By the way, I'm not sure what you have available in C#, but what is typically done, and what is really needed for Code sample # 1 is a single release barrier on write, and a single acquire barrier on read:
void A()
{
_answer = 123;
WriteWithReleaseBarrier(_complete, true); // "publish" values
}
void B()
{
if (ReadWithAcquire(_complete)) // subscribe
{
Console.WriteLine (_answer);
}
}
The word "subscribe" isn't often used to describe the situation, but "publish" is. I suggest you read Herb Sutter's articles on threading.
This puts the barriers in exactly the right places.
For Code sample #2, this isn't really a memory barrier problem, it is a compiler optimization issue - it is keeping complete
in a register. A memory barrier would force it out, as would volatile
, but probably so would calling an external function - if the compiler can't tell whether that external function modified complete
or not, it will re-read it from memory. ie maybe pass the address of complete
to some function (defined somewhere where the compiler can't examine its details):
while (!complete)
{
some_external_function(&complete);
}
even if the function doesn't modify complete
, if the compiler isn't sure, it will need to reload its registers.
ie the difference between code 1 and code 2 is that code 1 only has problems when A and B are running on separate threads. code 2 could have problems even on a single threaded machine.

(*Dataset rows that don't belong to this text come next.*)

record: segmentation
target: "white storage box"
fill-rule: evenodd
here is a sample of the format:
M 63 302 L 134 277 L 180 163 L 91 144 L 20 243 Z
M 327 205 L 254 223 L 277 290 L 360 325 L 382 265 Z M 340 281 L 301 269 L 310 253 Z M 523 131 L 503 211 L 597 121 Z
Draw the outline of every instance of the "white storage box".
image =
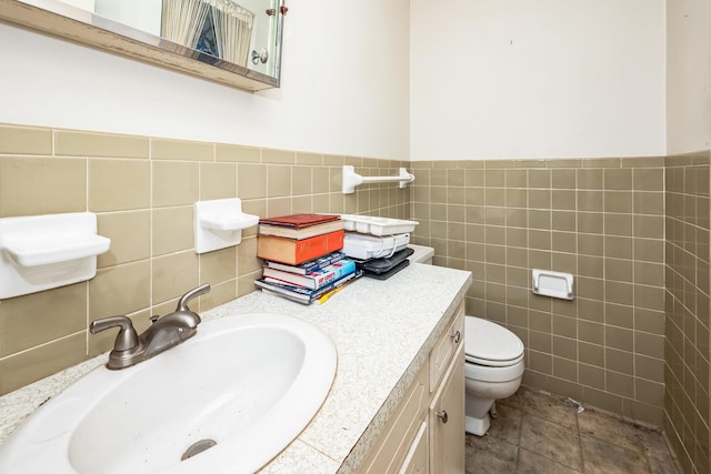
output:
M 388 236 L 367 235 L 347 232 L 343 239 L 343 253 L 356 260 L 381 259 L 391 256 L 410 243 L 410 234 Z
M 346 230 L 372 235 L 392 235 L 414 231 L 417 221 L 375 218 L 371 215 L 341 214 Z

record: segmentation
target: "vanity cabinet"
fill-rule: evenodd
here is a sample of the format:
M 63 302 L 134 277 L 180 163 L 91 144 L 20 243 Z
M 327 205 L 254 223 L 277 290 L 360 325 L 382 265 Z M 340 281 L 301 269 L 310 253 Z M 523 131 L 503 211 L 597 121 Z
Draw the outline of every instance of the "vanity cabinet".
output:
M 464 307 L 454 312 L 359 473 L 464 472 Z

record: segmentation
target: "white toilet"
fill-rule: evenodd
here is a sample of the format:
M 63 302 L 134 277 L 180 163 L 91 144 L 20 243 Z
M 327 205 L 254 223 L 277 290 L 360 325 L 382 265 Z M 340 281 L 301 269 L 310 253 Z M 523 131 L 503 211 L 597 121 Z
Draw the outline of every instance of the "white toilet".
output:
M 412 262 L 432 263 L 434 250 L 409 245 Z M 464 319 L 465 430 L 483 436 L 491 422 L 490 412 L 499 399 L 519 390 L 523 376 L 523 343 L 508 329 L 467 315 Z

Actually, the other question would be - can the compiler completely remove the while loop? If it thinks complete
is unreachable by other code, why not? ie if it decided to move complete
into a register, it might as well remove the loop completely.
EDIT: To answer the comment from opc (my answer is too big for comment block):
Barrier 3 forces the CPU to flush any pending read (and write) requests.
So imagine if there was some other reads before reading _complete:
void B {}
{
int x = a * b + c * d; // read a,b,c,d
Thread.MemoryBarrier(); // Barrier 3
if (_complete)
...
Without the barrier, the CPU might have all of these 5 read requests 'pending':
a,b,c,d,_complete
Without the barrier, the processor could reorder these requests to optimize memory access (ie if _complete and 'a' were on the same cache line or something).
With the barrier, the CPU gets a,b,c,d back from memory BEFORE _complete is even put in as a request. ENSURING 'b' (for example) is read BEFORE _complete - ie no reordering.
The question is - what difference does it make?
If a,b,c,d are independent from _complete, then it doesn't matter. All the barrier does is SLOW THINGS DOWN. So yeah, _complete
is read later. So the data is fresher. Putting a sleep(100) or some busy-wait for-loop in there before the read would make it 'fresher' as well! :-)
So the point is - keep it relative. Does the data need to be read/written BEFORE/AFTER relative to some other data or not? That's the question.
And to not put down the author of the article - he does mention "if B ran after A...". It just isn't exactly clear whether he is imagining that B after A is crucial to the code, observable by to code, or just inconsequential.